San José Spotlight places first in regional journalism awards
Members of San José Spotlight at the 46th annual Greater Bay Area Journalism Awards on Dec. 13, 2023. Left to right: Director of Development Thi Tran, reporter Sakura Cannestra, editorial advisor Moryt Milo, CEO Ramona Giwargis, reporter Jana Kadah, freelance reporter Lorraine Gabbert and senior reporter Joseph Geha.

San José Spotlight won three 1st place awards from the Greater Bay Area Journalism Awards, an annual contest put on by the San Francisco Press Club.

The competition highlights the best print, digital and broadcast news reporting and media in the region. This news organization took part in the digital media category.

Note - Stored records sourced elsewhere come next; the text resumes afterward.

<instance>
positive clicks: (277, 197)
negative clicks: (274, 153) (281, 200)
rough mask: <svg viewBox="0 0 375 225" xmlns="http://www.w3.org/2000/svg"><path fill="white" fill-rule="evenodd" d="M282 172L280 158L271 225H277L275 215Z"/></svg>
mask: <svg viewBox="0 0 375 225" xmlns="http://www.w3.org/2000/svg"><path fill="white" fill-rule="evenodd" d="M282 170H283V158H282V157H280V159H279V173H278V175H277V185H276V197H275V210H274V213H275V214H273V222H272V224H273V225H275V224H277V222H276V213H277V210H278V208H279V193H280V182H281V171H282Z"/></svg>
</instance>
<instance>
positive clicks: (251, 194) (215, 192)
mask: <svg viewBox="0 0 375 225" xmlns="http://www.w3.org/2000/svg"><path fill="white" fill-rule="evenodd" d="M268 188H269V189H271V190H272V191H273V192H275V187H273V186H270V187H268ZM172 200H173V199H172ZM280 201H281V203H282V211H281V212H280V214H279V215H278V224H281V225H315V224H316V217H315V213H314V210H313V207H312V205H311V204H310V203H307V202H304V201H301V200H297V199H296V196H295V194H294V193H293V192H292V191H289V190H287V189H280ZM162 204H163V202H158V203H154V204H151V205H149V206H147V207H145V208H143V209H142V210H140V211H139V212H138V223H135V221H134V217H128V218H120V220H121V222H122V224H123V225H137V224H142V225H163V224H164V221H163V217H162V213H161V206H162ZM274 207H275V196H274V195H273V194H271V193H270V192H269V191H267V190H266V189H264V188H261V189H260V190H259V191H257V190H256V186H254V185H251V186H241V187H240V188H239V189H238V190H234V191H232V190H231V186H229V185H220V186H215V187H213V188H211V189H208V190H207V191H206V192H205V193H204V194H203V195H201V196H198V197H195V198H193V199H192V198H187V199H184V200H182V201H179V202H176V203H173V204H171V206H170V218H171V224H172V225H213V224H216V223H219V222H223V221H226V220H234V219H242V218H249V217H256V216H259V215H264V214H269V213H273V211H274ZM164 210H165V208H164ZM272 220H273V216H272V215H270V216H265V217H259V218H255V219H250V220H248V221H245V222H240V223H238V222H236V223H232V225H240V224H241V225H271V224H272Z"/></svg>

San José Spotlight received first place awards for Overall Excellence, Investigative Reporting and News Story.

“It’s great to have our team and work recognized by others in our field,” editor Nick Preciado said. “I think San Jose at times gets less attention than other large Bay Area cities, which makes it easy for issues such as corruption and inequality to go unnoticed. We’re here to expose it.”

San José Spotlight, a national leader among nonprofit newsrooms, was recognized for Overall Excellence through its tremendous impact in Silicon Valley last year by producing journalism that disrupted the status quo, uplifted marginalized voices, held power to account, ignited civic engagement and paved the way for lasting change.

We sued San Jose and its former mayor for improperly withholding public records, and scored a resounding victory when a judge ruled the city and mayor violated the law. During the nationally-watched San Jose mayor’s race, which became the costliest election in city history, we created a data tool to help readers “follow the money” and track how special interests are involved. We revealed how a former tech executive accused in a vicious stalking campaign wields power at San Jose City Hall, and uncovered how Santa Clara County politicians secretly appointed a CEO without transparency, forcing a revote. We followed a yearlong effort to clear the city’s largest homeless camp and explain where those folks ended up.

This news organization placed first in Investigative Reporting for its reporting on Gary Kremen, the founder of, former Valley Water board member and one of the world’s most powerful tech moguls who was also entrenched in Silicon Valley politics and a fixture in Democratic circles. While campaigning for county assessor, San José Spotlight uncovered that Kremen had shared unsolicited partially nude photos with a campaign staffer.

There was immediate fallout: Kremen ended his political campaign, and days later the water agency reported nearly a dozen complaints from employees who said he bullied, verbally assaulted and threatened them. Agency leaders launched an investigation that substantiated the claims and Kremen lost his seat in the next election.

San José Spotlight’s first place win for News Story highlights “The Tale of Two Silicon Valleys”—the stark difference between the haves and have-nots in one of the world’s wealthiest regions. While Silicon Valley is a tech capital with global influence, it’s home to a startling amount of poverty and inequality. The disparities and wealth gap are even greater among communities of color, minorities and immigrants, mostly concentrated in low-income and working-class neighborhoods in East San Jose.

The award recognized this news organization’s reporting on how most of the city’s deadliest streets are in East San Jose, yet the city is slow to fix them. Another story highlighted the underinvestment in school facilities as a fed-up teacher was forced to teach outside in the summer because a broken air conditioner turned her classroom into a sauna. A third story highlighted the neighborhood’s parking battles, underscoring a housing affordability crisis and how overcrowding, gentrification and poverty is diminishing quality of life for residents.

“It’s a labor of love,” San José Spotlight reporter Jana Kadah said. “We have the responsibility to shine a light on long-ignored problems and disenfranchised communities. We inform voters on local candidates and ballot measures. We follow the money and hold power to account. Winning awards like this is a reminder that not only do we take on that critical role our city so deeply deserves, but are doing it well.”

The 46th annual Greater Bay Area Journalism Awards received 544 entries from print, digital and campus publications. This year’s event took place on Dec. 13 at Elks Lodge No. 3 in San Francisco.